Peinant à venir à bout des caprices de ses acteurs, producteurs (auquel un acteur très connu prête un visage méconnaissable) et autres collègues (avec une tendresse toute particulière pour l'expert en explosifs), le réalisateur Damien Cockburn (Steve Coogan) finit par lâcher son casting en pleine jungle vietnamienne, non sans avoir au préalable truffé le périmètre de caméras cachées. Manque de bol : le périmètre en question se trouve en plein Triangle d'Or, et nos acteurs auront bientôt du fil à retordre avec les narcotrafiquants locaux…
Fabuleux éloge de la loi de Murphy qui pourrait sembler potache, voire franchement barbant sur le papier, Tonnerre sous les Tropiques va pourtant beaucoup plus loin que les apparences, grâce à des acteurs qui se sont visiblement amusés et à une réalisation aux petits oignons : tourné en treize semaines sur l'île hawaïenne de Kauai où Ben Stiller possède une maison, le film ne se contente pas de faire défiler une histoire, aussi improbable soit-elle. Non : l'équipe en profite pour rendre hommage au septième art sous toutes ses formes, par la présentation des coulisses, bien sûr, mais aussi par une multitude de clins d’œil absolument hilarants à des films d'hier et d'aujourd'hui.

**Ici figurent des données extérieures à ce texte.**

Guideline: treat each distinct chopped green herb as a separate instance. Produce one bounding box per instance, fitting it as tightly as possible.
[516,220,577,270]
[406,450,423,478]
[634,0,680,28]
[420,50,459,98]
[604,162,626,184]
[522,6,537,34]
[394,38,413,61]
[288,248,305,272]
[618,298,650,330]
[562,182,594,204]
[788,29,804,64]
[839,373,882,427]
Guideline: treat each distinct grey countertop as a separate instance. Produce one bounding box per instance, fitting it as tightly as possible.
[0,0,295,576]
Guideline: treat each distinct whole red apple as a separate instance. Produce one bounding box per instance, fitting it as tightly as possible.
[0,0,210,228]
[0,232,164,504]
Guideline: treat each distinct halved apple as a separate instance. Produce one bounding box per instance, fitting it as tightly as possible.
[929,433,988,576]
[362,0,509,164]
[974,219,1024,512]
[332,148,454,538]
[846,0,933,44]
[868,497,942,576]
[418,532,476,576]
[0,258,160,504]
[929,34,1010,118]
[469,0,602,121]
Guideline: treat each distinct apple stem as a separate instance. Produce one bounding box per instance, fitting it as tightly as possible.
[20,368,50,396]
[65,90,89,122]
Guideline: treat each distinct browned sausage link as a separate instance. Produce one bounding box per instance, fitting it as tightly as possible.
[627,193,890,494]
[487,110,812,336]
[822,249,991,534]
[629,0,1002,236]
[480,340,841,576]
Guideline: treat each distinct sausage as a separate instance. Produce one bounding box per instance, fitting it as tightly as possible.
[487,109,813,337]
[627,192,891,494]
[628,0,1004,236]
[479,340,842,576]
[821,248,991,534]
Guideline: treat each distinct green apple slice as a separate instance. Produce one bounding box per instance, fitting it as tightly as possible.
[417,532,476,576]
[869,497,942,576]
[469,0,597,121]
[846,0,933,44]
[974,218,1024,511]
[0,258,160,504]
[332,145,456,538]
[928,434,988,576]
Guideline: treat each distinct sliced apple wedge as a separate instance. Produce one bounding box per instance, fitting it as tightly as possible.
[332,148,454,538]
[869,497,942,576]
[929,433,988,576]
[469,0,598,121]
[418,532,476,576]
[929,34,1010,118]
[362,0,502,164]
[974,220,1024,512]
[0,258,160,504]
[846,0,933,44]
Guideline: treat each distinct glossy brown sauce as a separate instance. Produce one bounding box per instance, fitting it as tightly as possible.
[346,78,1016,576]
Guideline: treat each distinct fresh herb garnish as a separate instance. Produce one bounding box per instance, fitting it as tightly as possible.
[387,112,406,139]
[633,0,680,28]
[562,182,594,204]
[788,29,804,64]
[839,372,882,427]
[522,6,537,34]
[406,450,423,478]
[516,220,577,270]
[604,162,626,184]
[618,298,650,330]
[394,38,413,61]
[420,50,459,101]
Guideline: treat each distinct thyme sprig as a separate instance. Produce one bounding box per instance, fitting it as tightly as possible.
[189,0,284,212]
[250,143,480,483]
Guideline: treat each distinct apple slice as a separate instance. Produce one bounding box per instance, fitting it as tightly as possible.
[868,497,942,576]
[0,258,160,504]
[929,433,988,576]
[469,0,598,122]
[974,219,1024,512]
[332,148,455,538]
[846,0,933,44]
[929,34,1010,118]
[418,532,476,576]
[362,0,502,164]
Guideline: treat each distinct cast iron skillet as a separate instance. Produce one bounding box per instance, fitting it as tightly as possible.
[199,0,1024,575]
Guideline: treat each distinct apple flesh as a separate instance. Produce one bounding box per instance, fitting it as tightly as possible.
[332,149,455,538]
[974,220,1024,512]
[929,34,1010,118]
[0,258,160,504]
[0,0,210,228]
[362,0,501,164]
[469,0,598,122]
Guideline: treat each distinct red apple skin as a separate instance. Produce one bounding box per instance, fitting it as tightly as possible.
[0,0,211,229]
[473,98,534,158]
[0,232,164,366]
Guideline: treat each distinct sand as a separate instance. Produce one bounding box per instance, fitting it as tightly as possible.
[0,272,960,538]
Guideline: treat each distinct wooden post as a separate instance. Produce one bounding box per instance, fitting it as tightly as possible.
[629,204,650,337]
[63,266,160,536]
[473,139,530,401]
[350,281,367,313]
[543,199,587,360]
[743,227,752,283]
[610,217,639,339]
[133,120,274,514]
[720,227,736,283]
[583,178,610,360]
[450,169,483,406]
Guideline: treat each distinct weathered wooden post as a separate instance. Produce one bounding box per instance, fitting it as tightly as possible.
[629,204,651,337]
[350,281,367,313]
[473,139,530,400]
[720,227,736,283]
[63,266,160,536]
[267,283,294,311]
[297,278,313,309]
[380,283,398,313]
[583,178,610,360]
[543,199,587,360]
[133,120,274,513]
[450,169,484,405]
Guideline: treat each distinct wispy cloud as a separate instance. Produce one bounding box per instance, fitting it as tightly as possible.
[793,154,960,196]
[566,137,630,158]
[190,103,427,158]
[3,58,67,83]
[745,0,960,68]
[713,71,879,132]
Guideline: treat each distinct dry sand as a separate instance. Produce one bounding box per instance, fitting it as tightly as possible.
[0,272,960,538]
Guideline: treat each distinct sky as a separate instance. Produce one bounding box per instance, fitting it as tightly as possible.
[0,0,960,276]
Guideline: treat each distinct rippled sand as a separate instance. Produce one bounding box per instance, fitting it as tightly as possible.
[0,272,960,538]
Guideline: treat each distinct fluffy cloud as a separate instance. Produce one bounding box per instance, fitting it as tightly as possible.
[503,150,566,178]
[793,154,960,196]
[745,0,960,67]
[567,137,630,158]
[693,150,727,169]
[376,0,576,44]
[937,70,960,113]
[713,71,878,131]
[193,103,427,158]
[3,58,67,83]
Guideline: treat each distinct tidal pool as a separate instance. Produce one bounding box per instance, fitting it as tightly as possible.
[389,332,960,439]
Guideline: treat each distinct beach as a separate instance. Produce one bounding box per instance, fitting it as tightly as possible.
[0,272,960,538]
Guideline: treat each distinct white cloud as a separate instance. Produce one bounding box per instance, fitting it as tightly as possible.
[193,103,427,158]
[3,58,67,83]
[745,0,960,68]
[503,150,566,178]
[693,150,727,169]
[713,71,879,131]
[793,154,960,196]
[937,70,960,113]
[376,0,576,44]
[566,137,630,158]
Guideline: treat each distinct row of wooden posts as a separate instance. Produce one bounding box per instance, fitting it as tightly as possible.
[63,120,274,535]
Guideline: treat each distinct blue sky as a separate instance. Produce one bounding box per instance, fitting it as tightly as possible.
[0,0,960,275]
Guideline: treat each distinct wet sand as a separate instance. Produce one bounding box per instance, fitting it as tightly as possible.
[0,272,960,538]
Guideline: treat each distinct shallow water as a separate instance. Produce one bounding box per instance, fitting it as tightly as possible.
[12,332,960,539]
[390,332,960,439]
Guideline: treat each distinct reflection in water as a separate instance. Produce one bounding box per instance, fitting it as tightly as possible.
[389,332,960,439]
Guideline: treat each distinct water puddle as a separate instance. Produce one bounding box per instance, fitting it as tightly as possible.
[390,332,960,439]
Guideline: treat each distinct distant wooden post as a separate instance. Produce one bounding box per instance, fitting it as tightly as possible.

Autre particularité : plusieurs acteurs ont défini eux-mêmes leurs personnages, à commencer par Robert Downey Jr. qui vole littéralement la vedette à tous ses collègues. D'ailleurs, son interprétation de l'acteur « méthode » qui ne quitte son rôle à aucun moment, même hors tournage, lui valut d'être nommé au Golden Globe et à l'Oscar du meilleur second rôle masculin en 2009 - les deux distinctions revenant à titre posthume à Heath Ledger pour son Joker dans The Dark Knight.
Alors que l'équipe s'attendait à ce que ce rôle fasse scandale, l'accueil fut des plus chaleureux auprès des communautés afro-américaines, ce qui ne fut pas le cas de « Simple Jack », personnage d’un film éponyme et premier rôle « sérieux » de Tugg Speedman alias Ben Stiller. Suite aux plaintes d'une vingtaine d'associations de soutien aux personnes handicapées, la production dut retirer le site internet créé spécialement pour ce faux film. Cependant, et pour notre plus grand plaisir, « Simple Jack » ne fut pas coupé au montage : ouvertement grotesque, ce personnage se moquait davantage des acteurs jouant les attardés mentaux que des handicapés, et si d'aucuns le trouveront d'un goût douteux, les autres attendront la moindre de ses apparitions avec impatience !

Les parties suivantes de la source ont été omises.